What are the Risks of Cosmetic Surgery?


Any form of surgery has an element of risk, whether it’s cosmetic or not.

Thankfully, many practicing cosmetic surgeons in the UK are registered with the General Medical Council (GMC), which means that they’ve had a minimum of 6 years specialist plastic surgery training in addition to their general training.

However, even the finest surgeon in the country cannot 100% guarantee that your surgery will go according to plan. In most cases, presuming that you select a reliable practitioner, your surgery will be a success. But it’s important to be aware that problems can occur, ranging from minor issues to full-blown medical emergencies.

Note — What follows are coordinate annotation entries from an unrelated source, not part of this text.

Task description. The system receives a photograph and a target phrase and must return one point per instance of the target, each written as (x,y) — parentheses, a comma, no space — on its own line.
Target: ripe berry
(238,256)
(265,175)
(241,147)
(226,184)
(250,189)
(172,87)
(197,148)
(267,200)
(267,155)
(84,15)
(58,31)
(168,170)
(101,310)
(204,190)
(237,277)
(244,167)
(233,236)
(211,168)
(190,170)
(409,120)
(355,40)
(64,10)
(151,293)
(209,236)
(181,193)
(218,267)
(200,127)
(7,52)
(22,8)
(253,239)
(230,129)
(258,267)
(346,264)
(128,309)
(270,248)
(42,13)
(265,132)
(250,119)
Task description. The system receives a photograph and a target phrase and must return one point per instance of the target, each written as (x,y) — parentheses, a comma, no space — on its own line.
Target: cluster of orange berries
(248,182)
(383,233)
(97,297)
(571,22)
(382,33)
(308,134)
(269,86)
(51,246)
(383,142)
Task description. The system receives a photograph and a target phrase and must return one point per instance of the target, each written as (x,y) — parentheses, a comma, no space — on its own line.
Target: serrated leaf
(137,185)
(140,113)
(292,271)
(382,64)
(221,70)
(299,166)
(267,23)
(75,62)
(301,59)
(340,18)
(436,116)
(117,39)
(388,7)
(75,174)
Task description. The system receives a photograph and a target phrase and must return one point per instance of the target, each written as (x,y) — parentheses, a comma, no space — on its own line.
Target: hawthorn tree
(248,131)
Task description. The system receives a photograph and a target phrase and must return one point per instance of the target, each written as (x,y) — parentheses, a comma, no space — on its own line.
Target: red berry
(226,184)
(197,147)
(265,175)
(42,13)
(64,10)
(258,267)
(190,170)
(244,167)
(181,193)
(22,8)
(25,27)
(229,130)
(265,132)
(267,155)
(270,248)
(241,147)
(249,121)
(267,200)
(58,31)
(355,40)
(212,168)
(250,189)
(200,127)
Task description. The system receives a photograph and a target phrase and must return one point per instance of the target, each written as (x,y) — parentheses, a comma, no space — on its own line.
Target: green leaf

Risks Associated With Cosmetic Surgery

Whenever you have an anaesthetic, regardless of the procedure, there is a risk involved. This could be as minor as experiencing nausea or a sore throat after you wake up or the effects of the anaesthetic wear off. However, it could be far more serious and you could suffer nerve damage or even death. This is extremely rare, but it’s still important to be aware of the dangers involved.
Nerve Damage
With any form of surgery, nerve damage is always a possibility. This could be due to accidental damage to the nerve itself, caused by the scalpel during the procedure, or it could be due to damage to the surrounding tissue. In some cases, the effects are only temporary. In others they can be permanent.
Surgical Scarring
Whether or not you scar or not after your cosmetic surgery depends largely on how you heal; and everyone is different. Some may experience virtually no scarring, others may develop very prominent scar tissue. If you do develop severe scarring, there are treatments available to reduce their appearance.
Uneven Breast Implants
When having breast augmentation, there is a risk that your breasts may appear uneven afterwards. There’s also a risk that you may notice creasing or folding on the skin.
A haematoma is a swelling containing blood, and they’re fairly common after injury or surgery. If it’s superficial, it may be possible to treat it by using an ice pack and resting. However, severe haematomas are classified as a medical emergency.
Infection is one of the most common post-operative complications. In most cases, it will tend to be superficial and in the area of the healing wound itself. However, more rarely, infection can cause serious problems and can even be life-threatening.
Blood clotting and deep vein thrombosis are both risks after cosmetic surgery. It’s important to note that you are still at risk of blood clotting for several weeks after your treatment.

It’s important to discuss things thoroughly with your surgeon before you book any procedure, to ensure that you fully understand the nature of the treatment and the risks involved.